Folgende Grundsätze wurden definiert:

  1. Zentrales Element für eine gelungene Integration ist die bayerische Leitkultur. Sie leitet sich aus den Sitten und Gebräuchen der bayerischen Bevölkerung ab, die sich über Jahrhunderte kontinuierlich entwickelt hat. Dieser Tradition muss sich jede Person, die in das schöne Bayernland einwandern will, verpflichtet fühlen. Dazu gehören eine standesgemäße Tracht, das Erlernen der Jodelsprache sowie tänzerische Bewegungen, die dem Schuhplattler zumindest ähnlich sind. Ersatzweise für die Fähigkeit des Erlernens der Jodelsprache kann die Bayernhymne „Gott mit Dir, Du Land der Bayern“ rezitiert werden. Für den Fall, dass die betreffende Person, die Bayernhymne auf einem Bein stehend fehlerfrei wiedergeben kann, entfallt auch der tänzerische Nachweis durch den Schuhplattler.
  2. Unter einer Einwanderin bzw. einem Einwanderer sind alle Personen zu verstehen, die zumindest einen Eltern- oder Großelternteil haben, der eingewandert ist und zwar auch dann, wenn die betreffende Person bereits die deutsche Staatsbürgerschaft besitzt. Für Spitzensportler mit Migrationshintergrund besteht insofern eine Ausnahme, als dass sie sich lediglich einem vereinfachten Aufnahmeverfahren unterziehen müssen. Für die Franken und Schwaben wird geprüft, ob auch hier die Eltern- und Großelternregel zum Tragen kommt, allerdings nur dann, wenn die betreffende Person nicht in einer bayerischen Behörde angestellt ist oder dort gearbeitet hat bzw. der CSU nicht als Parteimitglied oder nicht einem Trachten- oder Schützenverein angehört.
  3. Die Beherrschung der deutschen Sprache ist unabdingbare Voraussetzung für eine gelingende Integration. Dabei ist die bayrische Mundart als ergänzendes Element durchaus erwünscht. Zu Verdeutlichung dieses Anforderungsprofils dient folgende Abhandlung mit der Überschrift „das Vorstellungsgespräch
    Chef: „Sprechen Sie Englisch?“
    Bewerber(in): “Na”
    Chef: “und Französisch?”
    Bewerber(in): “Na”
    Chef: “ja, welche Fremdsprache denn dann?”

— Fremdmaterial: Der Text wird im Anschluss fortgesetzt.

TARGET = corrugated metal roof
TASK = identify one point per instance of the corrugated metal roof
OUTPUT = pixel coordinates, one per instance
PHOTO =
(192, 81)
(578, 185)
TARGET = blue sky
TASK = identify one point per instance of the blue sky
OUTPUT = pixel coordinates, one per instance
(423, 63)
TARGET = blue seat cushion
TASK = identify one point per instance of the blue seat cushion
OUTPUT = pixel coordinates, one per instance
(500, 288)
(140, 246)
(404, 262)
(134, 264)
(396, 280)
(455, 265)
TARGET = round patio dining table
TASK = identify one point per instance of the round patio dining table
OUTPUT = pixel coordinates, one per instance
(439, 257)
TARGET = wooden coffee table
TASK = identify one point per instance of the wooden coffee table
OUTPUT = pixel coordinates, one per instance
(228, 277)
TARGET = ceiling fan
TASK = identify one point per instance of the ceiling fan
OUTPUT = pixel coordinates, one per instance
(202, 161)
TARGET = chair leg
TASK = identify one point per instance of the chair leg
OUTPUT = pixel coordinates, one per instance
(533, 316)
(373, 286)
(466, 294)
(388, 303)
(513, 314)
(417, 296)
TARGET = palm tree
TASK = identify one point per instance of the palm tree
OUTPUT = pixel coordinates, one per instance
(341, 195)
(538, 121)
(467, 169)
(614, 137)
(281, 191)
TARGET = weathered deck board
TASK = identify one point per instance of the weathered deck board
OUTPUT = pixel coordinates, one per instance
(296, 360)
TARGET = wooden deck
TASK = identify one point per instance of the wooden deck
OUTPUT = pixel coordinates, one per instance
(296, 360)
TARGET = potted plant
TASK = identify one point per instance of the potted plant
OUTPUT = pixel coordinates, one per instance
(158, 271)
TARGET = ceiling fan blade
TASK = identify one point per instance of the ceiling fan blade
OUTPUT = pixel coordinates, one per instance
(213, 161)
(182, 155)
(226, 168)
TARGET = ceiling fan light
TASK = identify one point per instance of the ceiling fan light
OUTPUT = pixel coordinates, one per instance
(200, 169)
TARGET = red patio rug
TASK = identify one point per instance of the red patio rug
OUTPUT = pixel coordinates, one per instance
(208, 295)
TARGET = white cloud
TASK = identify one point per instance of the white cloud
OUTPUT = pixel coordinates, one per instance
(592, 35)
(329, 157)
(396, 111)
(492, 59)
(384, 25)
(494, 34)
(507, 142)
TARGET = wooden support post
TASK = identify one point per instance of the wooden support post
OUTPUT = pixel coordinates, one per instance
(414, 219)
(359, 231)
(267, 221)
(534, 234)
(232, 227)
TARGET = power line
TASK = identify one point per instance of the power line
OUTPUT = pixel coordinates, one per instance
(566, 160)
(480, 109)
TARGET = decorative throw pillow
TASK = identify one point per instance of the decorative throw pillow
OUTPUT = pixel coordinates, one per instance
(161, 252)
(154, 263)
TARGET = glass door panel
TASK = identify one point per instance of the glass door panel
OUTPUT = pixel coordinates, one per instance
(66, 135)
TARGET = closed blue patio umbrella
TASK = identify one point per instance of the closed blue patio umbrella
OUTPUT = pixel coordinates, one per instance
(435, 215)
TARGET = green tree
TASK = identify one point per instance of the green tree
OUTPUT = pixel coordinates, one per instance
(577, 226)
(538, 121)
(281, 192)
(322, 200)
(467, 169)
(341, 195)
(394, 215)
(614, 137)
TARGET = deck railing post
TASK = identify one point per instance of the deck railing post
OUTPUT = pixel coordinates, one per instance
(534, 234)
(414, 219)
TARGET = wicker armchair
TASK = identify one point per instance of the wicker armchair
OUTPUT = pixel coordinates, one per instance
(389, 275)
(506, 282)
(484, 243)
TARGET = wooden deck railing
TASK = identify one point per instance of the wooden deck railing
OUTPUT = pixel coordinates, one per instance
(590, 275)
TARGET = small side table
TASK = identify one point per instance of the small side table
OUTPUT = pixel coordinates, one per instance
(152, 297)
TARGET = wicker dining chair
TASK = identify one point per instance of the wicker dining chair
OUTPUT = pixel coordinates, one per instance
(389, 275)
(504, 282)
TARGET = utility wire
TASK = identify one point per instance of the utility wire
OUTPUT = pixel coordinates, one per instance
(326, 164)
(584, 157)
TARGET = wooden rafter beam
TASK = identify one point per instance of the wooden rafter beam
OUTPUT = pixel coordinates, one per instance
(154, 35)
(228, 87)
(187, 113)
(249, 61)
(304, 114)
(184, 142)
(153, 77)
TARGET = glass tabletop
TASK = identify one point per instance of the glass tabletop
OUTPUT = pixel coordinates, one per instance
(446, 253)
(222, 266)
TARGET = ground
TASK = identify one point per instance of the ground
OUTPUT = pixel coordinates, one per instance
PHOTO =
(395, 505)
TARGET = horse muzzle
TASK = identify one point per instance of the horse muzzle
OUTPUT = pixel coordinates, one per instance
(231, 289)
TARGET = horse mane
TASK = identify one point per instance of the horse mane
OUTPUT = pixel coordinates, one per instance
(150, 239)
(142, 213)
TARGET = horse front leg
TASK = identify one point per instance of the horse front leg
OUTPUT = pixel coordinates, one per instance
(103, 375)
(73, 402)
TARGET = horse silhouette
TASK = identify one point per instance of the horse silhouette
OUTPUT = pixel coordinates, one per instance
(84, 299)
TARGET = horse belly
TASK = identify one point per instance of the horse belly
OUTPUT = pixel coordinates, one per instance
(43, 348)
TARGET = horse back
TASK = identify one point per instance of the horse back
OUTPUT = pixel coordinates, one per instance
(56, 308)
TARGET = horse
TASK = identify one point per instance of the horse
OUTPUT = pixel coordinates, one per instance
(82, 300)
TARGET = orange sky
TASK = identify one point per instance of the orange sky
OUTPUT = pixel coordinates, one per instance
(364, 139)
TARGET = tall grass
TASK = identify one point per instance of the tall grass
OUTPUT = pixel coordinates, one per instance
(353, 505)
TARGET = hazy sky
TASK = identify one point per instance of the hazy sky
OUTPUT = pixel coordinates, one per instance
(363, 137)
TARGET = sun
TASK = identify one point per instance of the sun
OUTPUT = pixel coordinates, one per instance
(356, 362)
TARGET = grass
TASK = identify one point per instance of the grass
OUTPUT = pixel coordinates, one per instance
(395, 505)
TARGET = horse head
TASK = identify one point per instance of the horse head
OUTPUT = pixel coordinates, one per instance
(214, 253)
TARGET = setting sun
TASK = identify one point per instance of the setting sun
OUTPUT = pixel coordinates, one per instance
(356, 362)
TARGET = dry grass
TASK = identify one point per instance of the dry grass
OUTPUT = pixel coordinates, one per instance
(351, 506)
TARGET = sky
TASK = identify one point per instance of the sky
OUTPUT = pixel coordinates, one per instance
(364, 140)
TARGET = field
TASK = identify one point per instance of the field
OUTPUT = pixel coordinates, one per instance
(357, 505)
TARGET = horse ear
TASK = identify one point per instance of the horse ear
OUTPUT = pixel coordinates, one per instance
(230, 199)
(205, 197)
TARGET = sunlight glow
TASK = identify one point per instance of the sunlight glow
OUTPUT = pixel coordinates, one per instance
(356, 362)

    Bewerber(in): „Wenn i net Deutsch kannt, müaßat i direkt belln”
  4. Wer einen Sprachkurs nicht erfolgreich abschließt, kann nicht darauf hoffen, dass ihm dieser auch noch bezahlt wird. Das Gleiche gilt für Dolmetscherdienste bei Behördengängen. Die Schwarze Null im bayrischen Haushalt steht im wahrsten Sinne des Wortes.
  5. Gerade für Kinder im Vorschulalter und oder im schulpflichtigen Alter ist die bayrische Leitkultur verpflichtend, schließlich ist die Jugend von heute die Grundvoraussetzung dafür, dass die in Deutschland existierenden, demographisch bedingten Verwerfungen in der Altersstruktur wirksam bekämpft werden können. Zur Förderung von Leitkultur-Kursen werden Fördermittel zur Verfügung gestellt, die vorzugsweise der einheimischen Bevölkerung zu Gute kommen sollen. Es soll auf keinen Fall der Eindruck vermittelt werden, dass unsere bayrischen Unternehmer in irgendeiner Weise einen Nachteil erfahren. Schließlich hat die bayerische Rüstungsindustrie schon genügend finanzielle Einbußen durch die restriktive Rüstungspolitik der Bundesregierung zu verzeichnen.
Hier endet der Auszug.